As Mrs. Moss concluded her tour, there was a slight pause, and then a self-conscious scuffle, as everyone got out their cheque books. She looked at us with a mixture of contempt and surprise, and accepted the scraps of paper with a nod of the head in complete silence.
There was a pause, and then she said stiffly; ‘If you wait here, I will fetch the doctor.’
She walked away down the corridor, and the whole place became very silent. Everyone looked at everyone else in an anxious way, as if waiting for someone to make the first move.
It was Cynthia of course who broke the spell our consciences had laid on us.
‘Well, I don’t know about you characters, but I’ve never been so interested since we went round the Morgue last year.’
Everyone giggled, but I felt an agony of embarrassment and self reproach, and this increased a hundredfold when I turned round to see Hugh standing silently at one of the doors in the corridor. I felt sure he had heard the last cutting remark.
‘Thank you all for your money,’ he said gently. ‘Mrs. Moss will give you a cup of tea if you go downstairs now.’
The crowd shuffled past him, most of them making a few meaningless remarks. Jeremy said, ‘I’ll give this the treatment, old man,’ to which he replied with a nod, ‘Thanks very much.’
I waited, feeling I had to talk to him, that I had to explain that I wasn’t so frivolous and insensitive as he thought me.

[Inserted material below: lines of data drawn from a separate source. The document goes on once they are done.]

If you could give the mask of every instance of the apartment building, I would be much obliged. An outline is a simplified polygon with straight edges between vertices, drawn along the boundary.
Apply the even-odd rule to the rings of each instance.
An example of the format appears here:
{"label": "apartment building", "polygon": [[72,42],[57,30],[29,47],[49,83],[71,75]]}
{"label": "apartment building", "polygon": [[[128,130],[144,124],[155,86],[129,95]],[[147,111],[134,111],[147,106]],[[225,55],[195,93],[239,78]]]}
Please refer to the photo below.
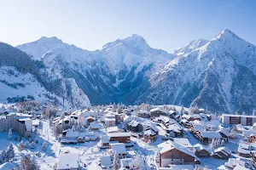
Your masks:
{"label": "apartment building", "polygon": [[20,136],[30,137],[32,130],[32,116],[23,113],[9,113],[0,116],[0,132],[16,131]]}
{"label": "apartment building", "polygon": [[224,124],[241,124],[243,126],[253,126],[256,122],[255,116],[247,116],[247,115],[230,115],[223,114],[222,122]]}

‘May I have a word with you,’ I asked, moving up to him.
He looked down at me coldly. ‘Yes, sure,’ he said.
His hand was on the doorknob of his office, but he made no move to invite me into it. He waited for me to speak.

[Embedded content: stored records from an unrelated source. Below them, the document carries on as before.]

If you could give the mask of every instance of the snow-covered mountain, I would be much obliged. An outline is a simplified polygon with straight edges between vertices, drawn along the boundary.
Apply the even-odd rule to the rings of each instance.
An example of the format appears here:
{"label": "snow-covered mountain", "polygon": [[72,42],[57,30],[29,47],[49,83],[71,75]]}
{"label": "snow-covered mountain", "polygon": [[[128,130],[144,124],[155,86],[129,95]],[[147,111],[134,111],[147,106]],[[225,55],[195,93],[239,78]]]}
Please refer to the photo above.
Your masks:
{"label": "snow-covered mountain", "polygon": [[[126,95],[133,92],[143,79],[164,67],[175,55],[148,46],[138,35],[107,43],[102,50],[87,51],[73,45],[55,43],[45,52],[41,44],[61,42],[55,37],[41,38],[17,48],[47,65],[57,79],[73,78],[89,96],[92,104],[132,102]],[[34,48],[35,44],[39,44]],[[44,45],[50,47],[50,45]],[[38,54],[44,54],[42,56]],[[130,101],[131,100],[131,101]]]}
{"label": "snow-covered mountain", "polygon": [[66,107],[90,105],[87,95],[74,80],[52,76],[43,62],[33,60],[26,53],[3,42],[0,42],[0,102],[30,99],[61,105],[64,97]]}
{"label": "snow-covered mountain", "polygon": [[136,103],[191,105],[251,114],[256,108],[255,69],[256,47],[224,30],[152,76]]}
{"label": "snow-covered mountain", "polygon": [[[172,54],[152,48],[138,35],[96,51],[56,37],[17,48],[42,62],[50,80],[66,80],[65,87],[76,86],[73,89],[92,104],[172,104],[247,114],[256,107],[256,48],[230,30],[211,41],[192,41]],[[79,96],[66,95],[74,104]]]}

‘I’m sorry,’ I said with an effort.
Still he neither moved nor spoke.
‘I ‒ I would like to come and help,’ I struggled on. ‘I’m sure I could come and teach them English or something. I would come over from home two or three times a week.’
He looked at me, and I seemed to see a mixture of compassion and tolerance in his gaze.
‘Thank you,’ he said slowly. ‘We have all the help we need.’
He stood there, his hand on the doorknob, waiting for me to go. I could say nothing more. I turned away quickly, afraid he would see how hurt I was, and ran down the stairs after the others.